Besides the unsettling themes, Midnight Cowboy, along with The Graduate (1967) and Butch Cassidy and the Sundance Kid (1969) pioneered the effective use of popular music on the soundtrack. Midnight Cowboy is notable for both John Barry’s Emmy-winning score and for the use of Fred Niel’s Everybody’s Talkin’, which Schlesinger used as the theme.

Filmmaker Nancy Buirski, who died in September, builds her case with superb sourcing. She hit gold with the unique perspective of Jennifer Salt, who observed her father, screenwriter Waldo Salt, and the director John Schlesinger birth the film; she also acted in the movie and came to date its star, Jon Voight. Voight himself bookends the film with emotionally powerful reflections.

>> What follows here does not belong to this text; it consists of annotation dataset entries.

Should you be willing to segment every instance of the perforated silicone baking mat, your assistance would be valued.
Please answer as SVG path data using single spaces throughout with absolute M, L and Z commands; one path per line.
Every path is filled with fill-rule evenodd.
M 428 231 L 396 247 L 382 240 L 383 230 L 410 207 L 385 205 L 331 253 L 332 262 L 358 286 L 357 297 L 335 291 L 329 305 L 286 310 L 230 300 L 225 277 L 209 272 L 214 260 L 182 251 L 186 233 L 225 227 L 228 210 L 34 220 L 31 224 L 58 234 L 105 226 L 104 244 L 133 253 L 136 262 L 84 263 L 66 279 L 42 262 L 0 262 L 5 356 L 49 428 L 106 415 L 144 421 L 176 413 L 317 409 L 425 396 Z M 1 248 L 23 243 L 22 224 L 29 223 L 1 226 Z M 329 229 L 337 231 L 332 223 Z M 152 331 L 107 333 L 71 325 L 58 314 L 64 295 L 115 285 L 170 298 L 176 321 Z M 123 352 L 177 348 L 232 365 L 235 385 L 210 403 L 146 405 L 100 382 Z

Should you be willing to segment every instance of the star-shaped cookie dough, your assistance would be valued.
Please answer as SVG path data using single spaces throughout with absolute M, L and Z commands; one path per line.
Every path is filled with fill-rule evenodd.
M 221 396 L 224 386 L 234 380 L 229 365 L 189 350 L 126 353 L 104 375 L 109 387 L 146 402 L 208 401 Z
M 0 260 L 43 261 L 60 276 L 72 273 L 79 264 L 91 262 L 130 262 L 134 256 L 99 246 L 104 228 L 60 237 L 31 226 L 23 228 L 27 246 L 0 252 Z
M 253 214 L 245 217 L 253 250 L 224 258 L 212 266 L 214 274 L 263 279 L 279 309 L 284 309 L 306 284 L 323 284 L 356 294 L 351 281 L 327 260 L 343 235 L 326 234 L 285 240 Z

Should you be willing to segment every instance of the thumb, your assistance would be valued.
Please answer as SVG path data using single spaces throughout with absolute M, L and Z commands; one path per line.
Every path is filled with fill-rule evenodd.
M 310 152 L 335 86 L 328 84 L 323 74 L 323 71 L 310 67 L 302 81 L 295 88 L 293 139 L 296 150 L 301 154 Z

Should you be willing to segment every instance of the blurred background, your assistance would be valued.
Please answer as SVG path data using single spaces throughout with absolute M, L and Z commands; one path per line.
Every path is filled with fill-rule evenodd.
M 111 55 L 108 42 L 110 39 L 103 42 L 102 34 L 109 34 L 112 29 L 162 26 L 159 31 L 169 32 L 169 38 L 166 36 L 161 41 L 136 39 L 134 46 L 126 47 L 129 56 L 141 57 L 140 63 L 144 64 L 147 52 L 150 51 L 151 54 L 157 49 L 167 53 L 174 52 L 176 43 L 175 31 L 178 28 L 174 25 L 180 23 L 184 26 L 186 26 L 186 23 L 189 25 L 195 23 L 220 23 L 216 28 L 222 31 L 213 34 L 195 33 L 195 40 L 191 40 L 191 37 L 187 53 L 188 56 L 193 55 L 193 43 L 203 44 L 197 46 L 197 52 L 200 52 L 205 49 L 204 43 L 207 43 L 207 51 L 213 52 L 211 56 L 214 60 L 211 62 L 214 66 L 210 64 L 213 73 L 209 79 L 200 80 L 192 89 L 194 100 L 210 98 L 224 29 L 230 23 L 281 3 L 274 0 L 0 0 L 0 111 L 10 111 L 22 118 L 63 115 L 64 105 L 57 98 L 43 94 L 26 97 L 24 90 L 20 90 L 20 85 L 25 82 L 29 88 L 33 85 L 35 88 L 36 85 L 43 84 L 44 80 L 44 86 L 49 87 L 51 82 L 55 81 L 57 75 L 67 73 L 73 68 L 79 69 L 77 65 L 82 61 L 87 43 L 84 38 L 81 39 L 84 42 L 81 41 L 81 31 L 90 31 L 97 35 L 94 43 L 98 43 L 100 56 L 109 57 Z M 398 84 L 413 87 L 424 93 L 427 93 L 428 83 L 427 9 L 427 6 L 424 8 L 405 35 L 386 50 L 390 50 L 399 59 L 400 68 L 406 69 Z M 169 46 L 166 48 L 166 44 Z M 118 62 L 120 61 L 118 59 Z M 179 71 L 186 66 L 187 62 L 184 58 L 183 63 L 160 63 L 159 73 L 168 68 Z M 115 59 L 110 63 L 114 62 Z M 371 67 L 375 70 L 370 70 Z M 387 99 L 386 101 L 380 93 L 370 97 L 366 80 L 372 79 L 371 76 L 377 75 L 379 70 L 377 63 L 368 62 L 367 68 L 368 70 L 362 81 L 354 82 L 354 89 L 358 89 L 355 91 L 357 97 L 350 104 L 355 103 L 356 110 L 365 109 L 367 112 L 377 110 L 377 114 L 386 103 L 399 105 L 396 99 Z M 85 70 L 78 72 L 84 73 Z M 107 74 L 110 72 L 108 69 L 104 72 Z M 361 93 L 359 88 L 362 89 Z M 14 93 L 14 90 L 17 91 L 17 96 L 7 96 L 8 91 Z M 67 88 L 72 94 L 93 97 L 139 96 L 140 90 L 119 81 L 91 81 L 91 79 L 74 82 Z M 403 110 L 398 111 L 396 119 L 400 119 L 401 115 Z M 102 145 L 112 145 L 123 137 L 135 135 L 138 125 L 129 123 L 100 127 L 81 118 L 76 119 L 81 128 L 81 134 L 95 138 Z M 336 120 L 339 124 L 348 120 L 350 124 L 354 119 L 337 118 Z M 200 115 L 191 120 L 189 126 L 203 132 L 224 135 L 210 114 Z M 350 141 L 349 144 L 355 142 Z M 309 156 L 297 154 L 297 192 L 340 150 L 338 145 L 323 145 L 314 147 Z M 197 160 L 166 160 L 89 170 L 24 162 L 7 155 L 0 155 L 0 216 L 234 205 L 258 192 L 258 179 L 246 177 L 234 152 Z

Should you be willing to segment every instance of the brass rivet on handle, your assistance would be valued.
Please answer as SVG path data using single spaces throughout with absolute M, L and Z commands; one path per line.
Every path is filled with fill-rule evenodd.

Desperate Souls, Dark City and the Legend of Midnight Cowboy also includes Voight’s screen test, and I dare you to explain why the filmmakers, after watching it, said THAT’S THE GUY.

As I write, Desperate Souls, Dark City and the Legend of Midnight Cowboy is number 21 on my carefully curated list of Longest Movie Titles.

This is a strong film, and a Must See for cinephiles, especially Jon Voight’s intro and outro. saw Desperate Souls, Dark City and the Legend of Midnight Cowboy, Midnight Cowboy at the San Francisco Jewish Film Festival, and you can stream it now on Amazon, AppleTV, Vudu and YouTube.